Last modified: Friday, February 07, 2014
To the editor:

No doubt, in the catacombs beneath the Kremlin, there are files on Pete Seeger, with five bold red stars and the thankful descriptor “Extremely Useful Idiot.” He was an affable, pleasant-voiced, lifelong “fifth column” for Soviet propaganda and the Soviet critique of America, who only very belatedly and very tepidly adjusted his Communist devotion from, “Communism with a capital C to a lower case c.”

Oh, thanks, but I infinitely prefer actual courageous and penetrating apostates like George Orwell, Arthur Koestler, Whittaker Chambers or David Horowitz. I can’t think of an American more connected with anti-business views and a failure to resist the Communist horror. The western democracies were aghast after World War II at witnessing the Soviet boot heels descending and vigorously grinding upon Estonia, Latvia, Lithuania, Poland, Czechoslovakia, Romania, Yugoslavia, Bulgaria, East Germany, Albania and Hungary. Not one of them was even remotely willing.

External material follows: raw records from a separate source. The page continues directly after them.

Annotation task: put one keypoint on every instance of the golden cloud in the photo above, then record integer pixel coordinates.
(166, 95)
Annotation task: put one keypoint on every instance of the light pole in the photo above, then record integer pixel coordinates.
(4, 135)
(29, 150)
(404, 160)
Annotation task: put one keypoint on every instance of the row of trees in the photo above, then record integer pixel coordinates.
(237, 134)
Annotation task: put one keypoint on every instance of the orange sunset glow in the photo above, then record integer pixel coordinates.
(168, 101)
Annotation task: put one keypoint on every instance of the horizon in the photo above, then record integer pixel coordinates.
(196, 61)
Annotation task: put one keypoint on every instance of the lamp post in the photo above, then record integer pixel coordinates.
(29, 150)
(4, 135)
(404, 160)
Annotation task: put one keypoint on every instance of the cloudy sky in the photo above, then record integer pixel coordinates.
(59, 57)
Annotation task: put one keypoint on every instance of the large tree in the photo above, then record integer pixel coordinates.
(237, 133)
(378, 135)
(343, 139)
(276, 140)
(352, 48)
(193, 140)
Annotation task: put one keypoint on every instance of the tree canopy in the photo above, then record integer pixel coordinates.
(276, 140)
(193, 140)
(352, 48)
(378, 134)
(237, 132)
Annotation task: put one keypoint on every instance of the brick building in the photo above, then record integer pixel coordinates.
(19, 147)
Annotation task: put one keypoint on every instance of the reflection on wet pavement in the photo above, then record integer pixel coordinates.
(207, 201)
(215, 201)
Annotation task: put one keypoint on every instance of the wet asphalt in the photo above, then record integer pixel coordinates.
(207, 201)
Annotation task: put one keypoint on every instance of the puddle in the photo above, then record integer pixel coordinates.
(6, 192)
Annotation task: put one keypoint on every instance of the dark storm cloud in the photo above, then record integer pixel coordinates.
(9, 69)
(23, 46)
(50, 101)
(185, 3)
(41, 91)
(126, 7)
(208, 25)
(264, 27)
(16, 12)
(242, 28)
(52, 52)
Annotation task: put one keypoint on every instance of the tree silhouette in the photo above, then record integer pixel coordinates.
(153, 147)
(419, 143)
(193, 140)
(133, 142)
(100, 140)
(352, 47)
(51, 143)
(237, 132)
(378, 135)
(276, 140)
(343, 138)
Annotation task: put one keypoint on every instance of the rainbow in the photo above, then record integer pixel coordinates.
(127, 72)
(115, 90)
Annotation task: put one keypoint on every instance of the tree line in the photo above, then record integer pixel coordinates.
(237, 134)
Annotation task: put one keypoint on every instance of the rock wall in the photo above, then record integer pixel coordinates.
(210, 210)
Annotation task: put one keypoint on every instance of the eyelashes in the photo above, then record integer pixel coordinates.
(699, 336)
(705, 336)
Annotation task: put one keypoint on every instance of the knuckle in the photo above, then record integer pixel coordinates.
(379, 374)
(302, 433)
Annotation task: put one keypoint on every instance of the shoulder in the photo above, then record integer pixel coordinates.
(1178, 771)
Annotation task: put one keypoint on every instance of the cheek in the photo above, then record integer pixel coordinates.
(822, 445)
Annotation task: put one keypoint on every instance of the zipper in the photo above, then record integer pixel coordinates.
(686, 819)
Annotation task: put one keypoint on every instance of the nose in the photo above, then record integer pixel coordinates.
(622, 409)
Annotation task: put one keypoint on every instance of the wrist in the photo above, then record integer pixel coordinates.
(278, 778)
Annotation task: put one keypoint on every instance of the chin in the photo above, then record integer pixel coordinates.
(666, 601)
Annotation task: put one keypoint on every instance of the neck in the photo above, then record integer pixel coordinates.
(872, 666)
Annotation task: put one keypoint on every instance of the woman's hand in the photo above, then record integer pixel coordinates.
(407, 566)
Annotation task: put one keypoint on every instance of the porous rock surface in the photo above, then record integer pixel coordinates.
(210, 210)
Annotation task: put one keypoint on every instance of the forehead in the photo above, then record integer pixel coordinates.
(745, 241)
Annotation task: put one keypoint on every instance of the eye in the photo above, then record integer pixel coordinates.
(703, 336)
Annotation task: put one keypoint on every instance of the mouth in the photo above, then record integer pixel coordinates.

Hoping to not allow more totalitarian police states, there was Korea — which was a totally amazing American save — and then the same noble American intention in Vietnam. This war had been won and then bizarrely walked away from, according to North Vietnamese generals. I contend that the avuncular Pete Seeger bears an awful responsibility for his effective championing of this abandonment.

Ideas are important and have strong effects. Seeger should answer for ideas he promulgated. It is very nice to be anti-war, but hardly difficult. Consider the unfortunates slaughtered after we left. Then, shortly after in Cambodia, came the unfettered savagery of the Pol Pot regime, whose ideas led to the slaughter of 2 million. He knew America would not lift a finger.

There are dozens of histories and memoirs of Soviet-era repression, mass murder and economic failure. There is no excuse for a public intellectual who had so much influence to be so willfully disconnected from what he should have known and what he should have condemned.